„Gerade heute den Nerv der Zeit getroffen“

Nachricht 30. Mai 2024

90 Jahre Barmer Theologische Erklärung

„Ohne die Barmer Theologische Erklärung könnten wir gar nicht arbeiten“ – davon ist die Bevollmächtigte der Konföderation evangelischer Kirchen in Niedersachsen, Oberlandeskirchenrätin Dr. Kerstin Gäfgen-Track, überzeugt. Sie bringt auf den Punkt, dass es keinen „Bereich christlichen Lebens“ sowohl privat wie öffentlich gibt, der nicht von der Richtung und Linie das Evangeliums bestimmt ist. Sie unterscheidet klar zwischen Kirche, Gesellschaft und Staat. Der kirchliche Öffentlichkeitsauftrag in Gesellschaft und Staat schließt den konstruktiv-kritischen Dialog und ein Engagement für ein gelingendes Leben von Menschen ein. Dazu gehört das Gebet für Frieden und Gerechtigkeit. Die nun schon 90 Jahre alte Erklärung trifft gerade heute den Nerv der Zeit.“

Vor 90 Jahren, am 29. Mai 1934, kam in Barmen-Gemarke die Bekennende Kirche in Deutschland zu ihrer ersten gemeinsamen Synode zusammen. „Angesichts der die Kirche verwüstenden und damit auch die Einheit der Deutschen Evangelischen Kirche sprengenden Irrtümer der Deutschen Christen und der gegenwärtigen Reichskirchenregierung“ bekannte man sich zu sechs „evangelischen Wahrheiten“.

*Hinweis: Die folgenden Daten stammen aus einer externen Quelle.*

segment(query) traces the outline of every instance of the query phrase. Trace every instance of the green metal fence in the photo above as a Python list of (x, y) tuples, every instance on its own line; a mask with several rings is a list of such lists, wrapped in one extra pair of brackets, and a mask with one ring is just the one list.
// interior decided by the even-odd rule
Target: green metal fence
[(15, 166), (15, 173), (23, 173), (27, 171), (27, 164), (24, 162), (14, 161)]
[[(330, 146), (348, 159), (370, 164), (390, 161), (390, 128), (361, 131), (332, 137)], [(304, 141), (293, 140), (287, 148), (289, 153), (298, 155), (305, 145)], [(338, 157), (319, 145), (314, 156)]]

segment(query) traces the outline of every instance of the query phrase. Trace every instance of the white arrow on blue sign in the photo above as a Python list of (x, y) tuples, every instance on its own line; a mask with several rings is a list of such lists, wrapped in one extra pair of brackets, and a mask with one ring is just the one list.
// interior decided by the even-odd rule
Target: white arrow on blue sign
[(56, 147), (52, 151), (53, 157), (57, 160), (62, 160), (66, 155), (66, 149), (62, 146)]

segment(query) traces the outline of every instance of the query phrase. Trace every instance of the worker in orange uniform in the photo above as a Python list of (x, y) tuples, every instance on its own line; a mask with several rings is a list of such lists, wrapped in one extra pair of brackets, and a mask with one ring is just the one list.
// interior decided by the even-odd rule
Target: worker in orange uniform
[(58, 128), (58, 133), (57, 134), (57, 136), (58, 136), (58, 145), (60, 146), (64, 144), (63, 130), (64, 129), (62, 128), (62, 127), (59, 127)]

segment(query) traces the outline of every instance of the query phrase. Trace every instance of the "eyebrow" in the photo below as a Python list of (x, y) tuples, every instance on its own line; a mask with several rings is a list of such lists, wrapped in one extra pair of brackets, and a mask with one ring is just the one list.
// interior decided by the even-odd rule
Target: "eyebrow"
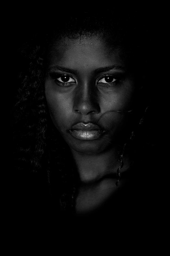
[[(103, 67), (99, 68), (97, 68), (93, 71), (93, 73), (95, 74), (98, 74), (101, 73), (102, 72), (106, 72), (109, 71), (112, 69), (115, 69), (116, 70), (122, 70), (124, 71), (125, 68), (124, 67), (122, 67), (121, 66), (114, 65), (112, 66), (109, 66), (106, 67)], [(52, 70), (60, 70), (63, 72), (66, 72), (68, 73), (72, 73), (75, 75), (77, 75), (78, 71), (75, 69), (72, 69), (71, 68), (68, 68), (64, 67), (62, 67), (58, 65), (54, 66), (49, 69), (49, 71), (52, 71)]]

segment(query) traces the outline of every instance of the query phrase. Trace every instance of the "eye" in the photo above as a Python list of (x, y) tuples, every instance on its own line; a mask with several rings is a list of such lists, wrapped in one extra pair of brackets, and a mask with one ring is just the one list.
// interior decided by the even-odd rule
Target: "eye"
[(61, 82), (61, 83), (71, 83), (76, 81), (74, 79), (71, 77), (69, 76), (65, 75), (61, 76), (57, 78), (56, 80)]
[(113, 83), (116, 81), (117, 79), (114, 78), (114, 77), (112, 76), (109, 76), (107, 77), (105, 77), (99, 80), (98, 83), (103, 83), (104, 84), (109, 84), (111, 83)]

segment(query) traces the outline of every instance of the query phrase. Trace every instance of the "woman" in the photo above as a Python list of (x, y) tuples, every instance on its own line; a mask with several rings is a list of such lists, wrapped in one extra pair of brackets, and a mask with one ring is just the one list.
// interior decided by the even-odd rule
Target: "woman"
[(27, 213), (111, 217), (148, 207), (150, 49), (137, 13), (106, 13), (56, 18), (22, 50), (14, 155)]

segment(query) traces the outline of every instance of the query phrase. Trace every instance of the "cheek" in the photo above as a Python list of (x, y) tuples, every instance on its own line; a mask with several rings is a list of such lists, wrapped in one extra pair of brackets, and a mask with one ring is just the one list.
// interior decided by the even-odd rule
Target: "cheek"
[(72, 112), (71, 99), (48, 88), (46, 89), (45, 95), (50, 115), (55, 126), (59, 128), (65, 126)]

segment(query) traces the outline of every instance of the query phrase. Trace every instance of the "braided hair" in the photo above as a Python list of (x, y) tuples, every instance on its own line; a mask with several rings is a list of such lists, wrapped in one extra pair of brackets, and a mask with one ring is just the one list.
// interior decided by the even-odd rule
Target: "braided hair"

Grundlegend war in These 1 das Bekenntnis zu Jesus Christus als „das eine Wort Gottes, das wir zu hören, dem wir im Leben und im Sterben zu vertrauen und gehorchen haben“. Damit war eine klare Absage an alle erteilt, die „andere Ereignisse und Mächte, Gestalten und Wahrheiten als Gottes Offenbarung anerkennen“ – so wurde für alle sichtbar der Verherrlichung des Reichskanzlers Adolf Hitler widersprochen.

Staat und Kirche wurden in These 5 klar unterschieden, aber aufeinander bezogen: Aufgabe des Staates ist es, wenn notwendig unter Ausübung von Gewalt, für Recht und Frieden zu sorgen – die Kirche dagegen soll diesen Staat an Gottes Gebot und seine Gerechtigkeit erinnern.

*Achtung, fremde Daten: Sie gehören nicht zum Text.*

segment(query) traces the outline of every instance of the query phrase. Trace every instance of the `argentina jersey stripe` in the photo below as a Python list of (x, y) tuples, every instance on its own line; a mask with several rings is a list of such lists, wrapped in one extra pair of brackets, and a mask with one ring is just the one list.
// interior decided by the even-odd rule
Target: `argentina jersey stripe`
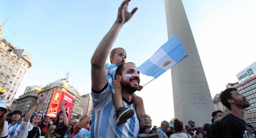
[(95, 133), (95, 129), (94, 127), (94, 123), (95, 123), (95, 111), (94, 110), (92, 111), (92, 115), (91, 116), (91, 136), (90, 137), (93, 138), (94, 137), (94, 134)]
[(103, 110), (99, 132), (99, 135), (102, 136), (102, 137), (106, 137), (110, 114), (113, 106), (114, 104), (111, 101), (104, 107)]

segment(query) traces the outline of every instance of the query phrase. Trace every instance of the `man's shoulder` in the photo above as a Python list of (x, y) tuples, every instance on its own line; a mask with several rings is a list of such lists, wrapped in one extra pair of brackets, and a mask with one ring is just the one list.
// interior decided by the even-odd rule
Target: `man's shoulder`
[(226, 115), (222, 119), (221, 125), (225, 125), (229, 123), (231, 123), (232, 125), (234, 124), (237, 124), (237, 120), (238, 120), (236, 118), (234, 115), (231, 114)]

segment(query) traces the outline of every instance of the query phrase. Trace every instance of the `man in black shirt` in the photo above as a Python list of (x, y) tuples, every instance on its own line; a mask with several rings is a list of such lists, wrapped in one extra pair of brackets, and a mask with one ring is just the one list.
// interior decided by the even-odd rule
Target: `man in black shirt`
[(220, 129), (222, 137), (254, 137), (243, 120), (244, 109), (250, 105), (245, 97), (234, 88), (227, 89), (220, 94), (220, 102), (230, 111), (222, 119)]
[(41, 136), (45, 136), (48, 129), (49, 128), (49, 127), (51, 125), (51, 124), (48, 123), (50, 119), (50, 117), (49, 116), (46, 116), (44, 119), (44, 122), (38, 125), (38, 126), (40, 127), (40, 129), (41, 129)]

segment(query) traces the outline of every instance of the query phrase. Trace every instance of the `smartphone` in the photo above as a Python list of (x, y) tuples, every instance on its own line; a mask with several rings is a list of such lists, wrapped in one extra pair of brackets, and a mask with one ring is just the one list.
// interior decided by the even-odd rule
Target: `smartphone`
[(45, 95), (41, 95), (40, 96), (40, 97), (39, 98), (39, 99), (40, 100), (43, 100), (44, 101), (43, 101), (41, 103), (41, 104), (43, 104), (44, 103), (44, 102), (45, 102)]
[(74, 118), (75, 119), (79, 119), (81, 116), (80, 115), (75, 115), (74, 116)]

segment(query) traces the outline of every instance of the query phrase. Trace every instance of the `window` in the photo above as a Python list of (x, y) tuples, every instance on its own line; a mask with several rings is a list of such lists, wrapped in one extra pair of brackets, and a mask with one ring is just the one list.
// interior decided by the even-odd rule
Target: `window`
[(7, 58), (6, 61), (5, 61), (5, 62), (6, 63), (9, 63), (10, 62), (10, 59), (9, 58)]

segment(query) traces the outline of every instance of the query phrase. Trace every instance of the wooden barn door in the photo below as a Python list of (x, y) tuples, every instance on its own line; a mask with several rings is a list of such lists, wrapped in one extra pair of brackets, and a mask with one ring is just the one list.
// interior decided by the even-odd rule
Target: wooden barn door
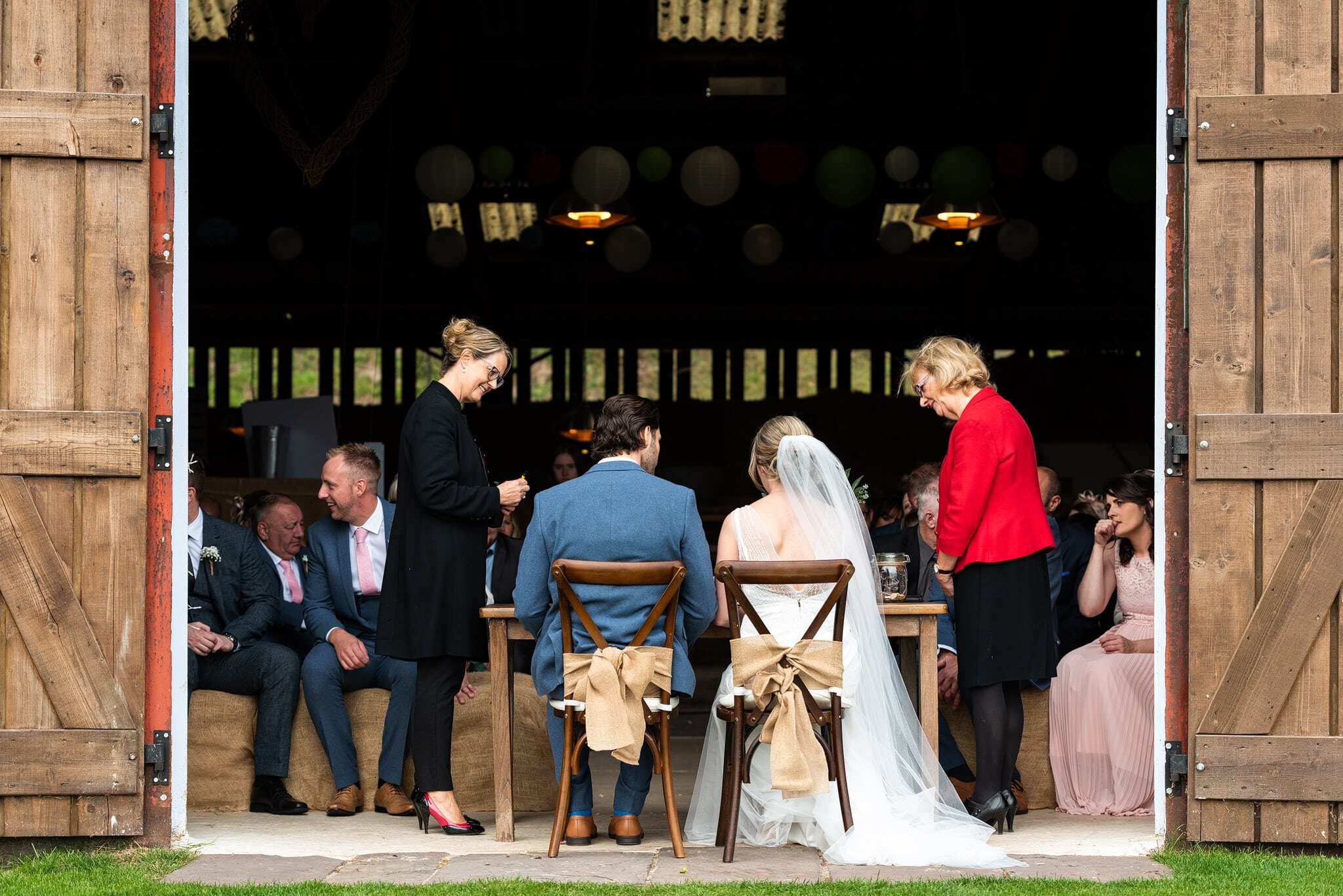
[(0, 44), (0, 834), (140, 834), (149, 1)]
[(1339, 842), (1339, 0), (1187, 21), (1189, 827)]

Der Theologieprofessor Albrecht Grözinger sieht im Magazin zeitzeichen in dieser 5. These eine Aussage, die über die zeitgeschichtliche Bedeutung hinausweist: „Nur mittels dieser spezifischen Erinnerung gewinnt die Kirche ihr Profil und ihre Erkennbarkeit. Und genau durch diese Struktur konstituieren sich zivilgesellschaftliche Assoziationen: Sie nehmen eine spezifische Aufgabe wahr, die sie von anderen zivilgesellschaftlichen Assoziationen unterscheidet. Und deshalb ist in der Barmer Theologischen Erklärung die Kirche – avant lettre! – als zivilgesellschaftliche Assoziation bestimmt ohne ‚staatliche Art, staatliche Aufgaben und staatliche Würden‘.“ Damit, so Grözinger, erscheint „mitten in einer unmenschlichen Diktatur in der theologischen Reflexion die Vision eines demokratischen Staates auf mit seinen grundlegenden Implikationen.“

Durch ihre grundlegende Klärung des Verhältnisses von Kirche und Staat hat die Erklärung eine Lücke in der evangelischen Tradition gefüllt und sich so als eine schriftgemäße, für den Dienst der Kirche verbindliche Bezeugung des Evangeliums erwiesen. Insofern passt das 90jährige Jubiläum der Barmer Theologischen Erklärung am 31. Mai wie angegossen zum 75-jährigen Jubiläum des Grundgesetzes am 23. Mai.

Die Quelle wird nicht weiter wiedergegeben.